Sunday, January 20, 2013

Mini Carrot Souffles

I have never made any kind of souffle before. In fact, the mere idea of saying "Oh yeah, I'm making a souffle tonight" seems absolutely ridiculous. Who does that?

I guess I'm that person now. And you can be too! It was surprisingly fast and easy. I'm sure that has something to do with the fact that I made mini souffles instead of a normal sized one. But I'm still giving myself a gold star for this one.

Mini Carrot Souffle

1/2 lb carrots, peeled and cut into 1" sections
1/4 cup butter
1/2 tsp bourbon
1 egg
1 1/2 tbsps flour
1/2 tsp baking powder
1/2 tsp kosher salt (or 1/4 tsp table salt)
3 tbsps granulated sugar

Preheat oven to 350 degrees.

Boil carrots in salted water until soft (about 10 minutes). Drain and let cool slightly.

In medium sized bowl, sift together flour, sugar, salt and baking powder.

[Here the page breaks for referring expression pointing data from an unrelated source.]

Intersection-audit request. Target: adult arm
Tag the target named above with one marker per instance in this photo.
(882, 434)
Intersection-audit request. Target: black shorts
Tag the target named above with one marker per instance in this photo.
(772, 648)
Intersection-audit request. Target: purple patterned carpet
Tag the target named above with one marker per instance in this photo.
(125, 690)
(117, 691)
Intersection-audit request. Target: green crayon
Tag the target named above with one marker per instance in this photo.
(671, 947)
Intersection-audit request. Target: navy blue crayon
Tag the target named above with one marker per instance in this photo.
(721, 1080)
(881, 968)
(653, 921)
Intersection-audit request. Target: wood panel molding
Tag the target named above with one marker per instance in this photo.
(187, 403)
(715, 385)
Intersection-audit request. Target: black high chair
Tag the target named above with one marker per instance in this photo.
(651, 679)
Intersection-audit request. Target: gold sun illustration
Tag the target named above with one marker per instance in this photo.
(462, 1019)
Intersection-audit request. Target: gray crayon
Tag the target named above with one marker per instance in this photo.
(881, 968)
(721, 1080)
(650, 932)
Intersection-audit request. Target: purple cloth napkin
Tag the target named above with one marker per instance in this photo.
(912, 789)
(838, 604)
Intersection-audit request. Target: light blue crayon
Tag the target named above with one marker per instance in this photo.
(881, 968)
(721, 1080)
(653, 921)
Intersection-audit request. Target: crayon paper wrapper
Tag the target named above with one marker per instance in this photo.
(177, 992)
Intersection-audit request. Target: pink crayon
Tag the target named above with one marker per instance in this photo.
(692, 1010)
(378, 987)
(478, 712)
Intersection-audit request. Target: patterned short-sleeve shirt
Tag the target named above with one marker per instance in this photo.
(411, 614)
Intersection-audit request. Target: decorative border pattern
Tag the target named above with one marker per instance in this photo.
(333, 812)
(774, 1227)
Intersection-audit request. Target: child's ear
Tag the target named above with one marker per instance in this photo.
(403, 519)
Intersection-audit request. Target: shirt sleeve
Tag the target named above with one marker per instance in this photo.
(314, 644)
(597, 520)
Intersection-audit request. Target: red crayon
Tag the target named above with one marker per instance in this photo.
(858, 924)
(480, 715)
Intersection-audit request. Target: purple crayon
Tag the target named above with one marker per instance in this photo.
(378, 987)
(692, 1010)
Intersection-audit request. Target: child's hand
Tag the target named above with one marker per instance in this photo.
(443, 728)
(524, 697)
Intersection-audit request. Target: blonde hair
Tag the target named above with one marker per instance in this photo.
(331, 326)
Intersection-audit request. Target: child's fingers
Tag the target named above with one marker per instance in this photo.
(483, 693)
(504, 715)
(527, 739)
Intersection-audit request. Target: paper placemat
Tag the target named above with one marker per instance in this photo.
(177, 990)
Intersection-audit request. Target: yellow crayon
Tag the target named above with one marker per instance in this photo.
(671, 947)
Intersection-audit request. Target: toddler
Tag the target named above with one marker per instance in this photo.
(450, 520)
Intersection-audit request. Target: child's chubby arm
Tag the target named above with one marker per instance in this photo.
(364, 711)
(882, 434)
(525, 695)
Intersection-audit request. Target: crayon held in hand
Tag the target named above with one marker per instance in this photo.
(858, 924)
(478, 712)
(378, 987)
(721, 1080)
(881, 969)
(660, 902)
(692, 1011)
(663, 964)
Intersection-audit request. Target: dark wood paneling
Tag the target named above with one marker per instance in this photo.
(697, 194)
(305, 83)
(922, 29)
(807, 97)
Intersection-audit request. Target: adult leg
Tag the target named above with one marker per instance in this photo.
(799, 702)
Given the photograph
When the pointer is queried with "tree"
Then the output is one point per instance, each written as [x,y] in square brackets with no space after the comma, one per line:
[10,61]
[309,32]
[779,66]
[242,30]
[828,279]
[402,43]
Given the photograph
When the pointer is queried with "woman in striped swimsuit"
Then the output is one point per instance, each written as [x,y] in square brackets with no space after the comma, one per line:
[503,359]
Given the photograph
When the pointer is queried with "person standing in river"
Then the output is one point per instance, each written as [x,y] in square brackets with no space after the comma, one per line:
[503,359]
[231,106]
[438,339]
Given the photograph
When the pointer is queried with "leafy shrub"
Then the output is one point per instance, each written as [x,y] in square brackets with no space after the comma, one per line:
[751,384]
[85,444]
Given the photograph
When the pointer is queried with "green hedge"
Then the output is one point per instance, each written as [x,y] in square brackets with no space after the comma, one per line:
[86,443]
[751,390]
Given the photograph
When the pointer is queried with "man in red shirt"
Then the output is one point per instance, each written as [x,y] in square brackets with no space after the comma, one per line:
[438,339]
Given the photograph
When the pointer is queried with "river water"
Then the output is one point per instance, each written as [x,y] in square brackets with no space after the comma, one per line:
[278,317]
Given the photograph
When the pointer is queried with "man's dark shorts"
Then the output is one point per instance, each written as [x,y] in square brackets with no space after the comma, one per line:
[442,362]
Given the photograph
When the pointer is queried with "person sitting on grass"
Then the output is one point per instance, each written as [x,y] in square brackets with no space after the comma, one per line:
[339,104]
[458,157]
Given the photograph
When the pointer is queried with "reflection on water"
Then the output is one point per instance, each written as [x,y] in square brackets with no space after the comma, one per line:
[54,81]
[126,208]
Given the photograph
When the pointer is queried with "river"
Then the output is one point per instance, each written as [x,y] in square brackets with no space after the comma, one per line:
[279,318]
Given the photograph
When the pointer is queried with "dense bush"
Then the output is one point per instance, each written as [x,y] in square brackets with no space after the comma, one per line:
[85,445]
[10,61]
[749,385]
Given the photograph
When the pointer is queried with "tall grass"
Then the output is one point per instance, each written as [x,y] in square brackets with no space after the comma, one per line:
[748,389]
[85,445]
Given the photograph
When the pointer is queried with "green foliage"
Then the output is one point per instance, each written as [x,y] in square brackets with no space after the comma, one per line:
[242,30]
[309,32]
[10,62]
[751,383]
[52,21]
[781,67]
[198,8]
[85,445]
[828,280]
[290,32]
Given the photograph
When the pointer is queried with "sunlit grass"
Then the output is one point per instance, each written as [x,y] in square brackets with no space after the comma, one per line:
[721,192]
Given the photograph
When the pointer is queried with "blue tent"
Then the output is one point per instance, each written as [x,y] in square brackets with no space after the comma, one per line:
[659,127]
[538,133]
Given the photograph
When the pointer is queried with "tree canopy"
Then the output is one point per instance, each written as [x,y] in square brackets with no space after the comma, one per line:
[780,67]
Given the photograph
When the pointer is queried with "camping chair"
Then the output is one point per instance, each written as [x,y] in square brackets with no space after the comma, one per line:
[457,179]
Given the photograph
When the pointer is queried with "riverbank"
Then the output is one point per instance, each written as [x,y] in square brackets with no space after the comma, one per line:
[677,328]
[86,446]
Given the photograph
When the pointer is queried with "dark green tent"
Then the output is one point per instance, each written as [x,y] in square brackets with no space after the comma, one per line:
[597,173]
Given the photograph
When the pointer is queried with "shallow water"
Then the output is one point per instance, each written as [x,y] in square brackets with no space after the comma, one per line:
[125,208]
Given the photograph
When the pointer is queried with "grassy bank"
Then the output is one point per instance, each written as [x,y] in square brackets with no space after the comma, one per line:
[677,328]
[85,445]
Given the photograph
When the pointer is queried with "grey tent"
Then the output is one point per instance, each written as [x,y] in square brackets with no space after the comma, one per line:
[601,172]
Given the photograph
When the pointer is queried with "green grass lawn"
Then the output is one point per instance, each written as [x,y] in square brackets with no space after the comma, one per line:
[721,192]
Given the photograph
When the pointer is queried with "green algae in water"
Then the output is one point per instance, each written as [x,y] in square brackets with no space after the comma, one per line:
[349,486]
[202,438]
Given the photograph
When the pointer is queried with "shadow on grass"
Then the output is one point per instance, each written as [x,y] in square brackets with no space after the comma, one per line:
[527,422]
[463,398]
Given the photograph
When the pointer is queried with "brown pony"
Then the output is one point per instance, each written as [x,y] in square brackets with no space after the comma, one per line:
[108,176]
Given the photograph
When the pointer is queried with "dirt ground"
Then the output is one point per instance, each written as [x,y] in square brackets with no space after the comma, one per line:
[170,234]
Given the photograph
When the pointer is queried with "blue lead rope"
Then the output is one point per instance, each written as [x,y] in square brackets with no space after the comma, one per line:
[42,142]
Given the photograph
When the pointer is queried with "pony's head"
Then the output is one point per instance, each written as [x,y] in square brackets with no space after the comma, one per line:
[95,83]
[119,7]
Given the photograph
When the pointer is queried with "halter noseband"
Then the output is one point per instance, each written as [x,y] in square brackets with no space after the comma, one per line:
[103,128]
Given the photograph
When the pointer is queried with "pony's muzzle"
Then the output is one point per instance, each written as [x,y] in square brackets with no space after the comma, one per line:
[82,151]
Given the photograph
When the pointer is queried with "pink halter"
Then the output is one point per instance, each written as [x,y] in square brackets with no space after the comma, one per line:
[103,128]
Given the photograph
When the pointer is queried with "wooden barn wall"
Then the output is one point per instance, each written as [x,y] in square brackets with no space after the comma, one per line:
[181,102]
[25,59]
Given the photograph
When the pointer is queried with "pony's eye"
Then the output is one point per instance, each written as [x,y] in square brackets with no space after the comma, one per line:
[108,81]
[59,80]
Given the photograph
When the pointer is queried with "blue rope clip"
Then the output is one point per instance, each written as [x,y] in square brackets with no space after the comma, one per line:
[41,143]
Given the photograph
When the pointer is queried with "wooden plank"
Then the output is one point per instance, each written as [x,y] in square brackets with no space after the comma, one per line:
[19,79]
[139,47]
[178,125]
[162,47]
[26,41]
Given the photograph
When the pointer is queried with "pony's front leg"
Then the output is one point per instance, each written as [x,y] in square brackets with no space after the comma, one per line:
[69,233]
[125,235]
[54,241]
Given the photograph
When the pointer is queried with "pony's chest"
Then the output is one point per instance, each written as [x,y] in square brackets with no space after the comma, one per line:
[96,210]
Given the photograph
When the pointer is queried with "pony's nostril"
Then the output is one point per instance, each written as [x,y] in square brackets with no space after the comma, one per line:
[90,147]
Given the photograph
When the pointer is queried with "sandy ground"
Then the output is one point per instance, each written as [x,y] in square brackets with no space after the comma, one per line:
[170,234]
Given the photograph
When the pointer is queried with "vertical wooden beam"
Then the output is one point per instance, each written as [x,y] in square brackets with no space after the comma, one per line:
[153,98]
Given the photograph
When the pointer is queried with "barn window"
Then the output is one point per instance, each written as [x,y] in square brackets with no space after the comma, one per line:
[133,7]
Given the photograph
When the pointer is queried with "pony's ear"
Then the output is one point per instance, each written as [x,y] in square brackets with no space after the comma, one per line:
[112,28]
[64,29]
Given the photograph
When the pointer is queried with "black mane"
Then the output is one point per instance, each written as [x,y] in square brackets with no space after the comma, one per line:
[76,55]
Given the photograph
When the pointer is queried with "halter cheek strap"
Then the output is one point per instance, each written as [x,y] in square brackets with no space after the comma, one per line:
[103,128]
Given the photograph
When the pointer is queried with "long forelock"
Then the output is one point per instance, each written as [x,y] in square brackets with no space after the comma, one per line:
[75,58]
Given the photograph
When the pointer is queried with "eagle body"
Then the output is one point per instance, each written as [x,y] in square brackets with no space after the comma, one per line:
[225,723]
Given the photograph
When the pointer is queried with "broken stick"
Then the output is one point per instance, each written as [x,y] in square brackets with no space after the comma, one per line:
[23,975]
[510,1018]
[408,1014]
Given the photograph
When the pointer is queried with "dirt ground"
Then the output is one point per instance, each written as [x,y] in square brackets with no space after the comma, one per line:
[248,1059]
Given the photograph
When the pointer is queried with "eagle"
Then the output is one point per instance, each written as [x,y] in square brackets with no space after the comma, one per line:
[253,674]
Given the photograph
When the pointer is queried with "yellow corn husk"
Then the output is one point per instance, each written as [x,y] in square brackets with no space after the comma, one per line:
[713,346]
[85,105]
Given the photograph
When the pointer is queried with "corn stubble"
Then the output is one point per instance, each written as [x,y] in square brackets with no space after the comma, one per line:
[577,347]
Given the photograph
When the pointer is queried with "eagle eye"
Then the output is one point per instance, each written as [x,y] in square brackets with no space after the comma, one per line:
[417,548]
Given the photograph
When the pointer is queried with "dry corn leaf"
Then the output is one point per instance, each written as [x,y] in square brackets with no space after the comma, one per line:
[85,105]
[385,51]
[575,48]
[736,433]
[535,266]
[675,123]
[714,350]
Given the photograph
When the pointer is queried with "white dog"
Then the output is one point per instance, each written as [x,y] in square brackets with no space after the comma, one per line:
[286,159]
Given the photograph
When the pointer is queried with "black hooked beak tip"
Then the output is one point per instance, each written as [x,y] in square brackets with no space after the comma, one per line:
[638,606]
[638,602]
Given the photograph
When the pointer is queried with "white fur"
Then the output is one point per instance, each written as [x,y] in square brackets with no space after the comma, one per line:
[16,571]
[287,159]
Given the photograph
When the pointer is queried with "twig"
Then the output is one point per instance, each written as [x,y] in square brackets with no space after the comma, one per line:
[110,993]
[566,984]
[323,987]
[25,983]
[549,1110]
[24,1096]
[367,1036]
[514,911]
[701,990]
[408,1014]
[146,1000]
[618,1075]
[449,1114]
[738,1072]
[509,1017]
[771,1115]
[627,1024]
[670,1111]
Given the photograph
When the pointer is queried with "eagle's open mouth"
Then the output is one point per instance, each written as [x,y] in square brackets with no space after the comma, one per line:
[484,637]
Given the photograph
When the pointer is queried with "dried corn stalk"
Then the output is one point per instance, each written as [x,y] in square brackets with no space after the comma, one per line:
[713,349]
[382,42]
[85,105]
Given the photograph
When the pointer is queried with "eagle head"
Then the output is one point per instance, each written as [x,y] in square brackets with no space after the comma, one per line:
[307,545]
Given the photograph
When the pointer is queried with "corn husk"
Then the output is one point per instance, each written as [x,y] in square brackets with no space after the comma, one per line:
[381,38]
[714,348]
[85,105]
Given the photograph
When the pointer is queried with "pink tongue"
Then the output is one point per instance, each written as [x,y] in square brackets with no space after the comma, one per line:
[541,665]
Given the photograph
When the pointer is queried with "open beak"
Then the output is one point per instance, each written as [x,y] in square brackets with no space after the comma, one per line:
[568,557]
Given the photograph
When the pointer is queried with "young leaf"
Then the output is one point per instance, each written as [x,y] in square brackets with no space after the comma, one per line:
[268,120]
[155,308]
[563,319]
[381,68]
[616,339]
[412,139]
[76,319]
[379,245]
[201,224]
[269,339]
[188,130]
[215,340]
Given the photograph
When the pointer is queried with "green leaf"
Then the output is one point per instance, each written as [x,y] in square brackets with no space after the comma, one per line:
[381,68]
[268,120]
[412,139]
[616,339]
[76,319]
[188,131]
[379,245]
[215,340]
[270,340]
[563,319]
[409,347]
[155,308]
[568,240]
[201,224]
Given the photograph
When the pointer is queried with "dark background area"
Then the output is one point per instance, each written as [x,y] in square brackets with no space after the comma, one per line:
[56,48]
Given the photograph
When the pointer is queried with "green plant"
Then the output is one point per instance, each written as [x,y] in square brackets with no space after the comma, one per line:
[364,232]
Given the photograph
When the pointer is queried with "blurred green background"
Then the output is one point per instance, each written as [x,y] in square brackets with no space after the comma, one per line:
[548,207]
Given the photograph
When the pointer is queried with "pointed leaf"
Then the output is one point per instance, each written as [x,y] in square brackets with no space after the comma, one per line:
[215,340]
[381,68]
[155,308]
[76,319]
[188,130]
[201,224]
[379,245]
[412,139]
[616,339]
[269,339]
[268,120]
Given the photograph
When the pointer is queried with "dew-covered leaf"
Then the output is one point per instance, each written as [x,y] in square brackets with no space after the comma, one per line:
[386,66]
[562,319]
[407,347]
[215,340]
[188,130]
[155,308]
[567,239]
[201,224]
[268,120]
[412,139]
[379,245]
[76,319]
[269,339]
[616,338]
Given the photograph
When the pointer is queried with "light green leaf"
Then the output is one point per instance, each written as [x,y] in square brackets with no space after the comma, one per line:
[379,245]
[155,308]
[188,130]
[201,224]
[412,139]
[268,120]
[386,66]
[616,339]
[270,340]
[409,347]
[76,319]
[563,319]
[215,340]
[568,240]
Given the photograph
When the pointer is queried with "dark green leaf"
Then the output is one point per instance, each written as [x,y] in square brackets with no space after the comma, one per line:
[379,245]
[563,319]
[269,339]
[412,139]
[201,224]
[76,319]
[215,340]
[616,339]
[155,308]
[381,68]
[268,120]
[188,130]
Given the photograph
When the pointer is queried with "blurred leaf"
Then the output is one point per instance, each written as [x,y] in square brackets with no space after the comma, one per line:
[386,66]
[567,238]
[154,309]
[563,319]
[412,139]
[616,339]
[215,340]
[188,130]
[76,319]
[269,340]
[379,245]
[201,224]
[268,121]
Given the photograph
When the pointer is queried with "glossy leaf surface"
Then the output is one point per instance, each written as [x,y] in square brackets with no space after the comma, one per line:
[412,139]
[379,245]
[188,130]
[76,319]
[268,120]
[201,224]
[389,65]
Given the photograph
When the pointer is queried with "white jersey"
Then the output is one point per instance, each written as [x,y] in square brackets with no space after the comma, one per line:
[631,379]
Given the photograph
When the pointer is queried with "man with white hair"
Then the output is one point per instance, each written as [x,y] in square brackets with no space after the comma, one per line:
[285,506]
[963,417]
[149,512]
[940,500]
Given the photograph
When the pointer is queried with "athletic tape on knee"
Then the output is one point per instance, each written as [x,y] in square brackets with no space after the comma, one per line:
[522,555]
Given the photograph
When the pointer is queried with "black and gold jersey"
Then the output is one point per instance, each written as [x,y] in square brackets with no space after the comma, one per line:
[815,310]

Put carrots, butter and bourbon in food processor and blend until smooth. Mix in egg until well combined. Stir in dry ingredients and mix well.

Pour mixture into 6 four ounce ramekins. Place on baking sheet and bake for 30 minutes. Don't peek or they could fall!

Let cool slightly and enjoy! It's time to eat!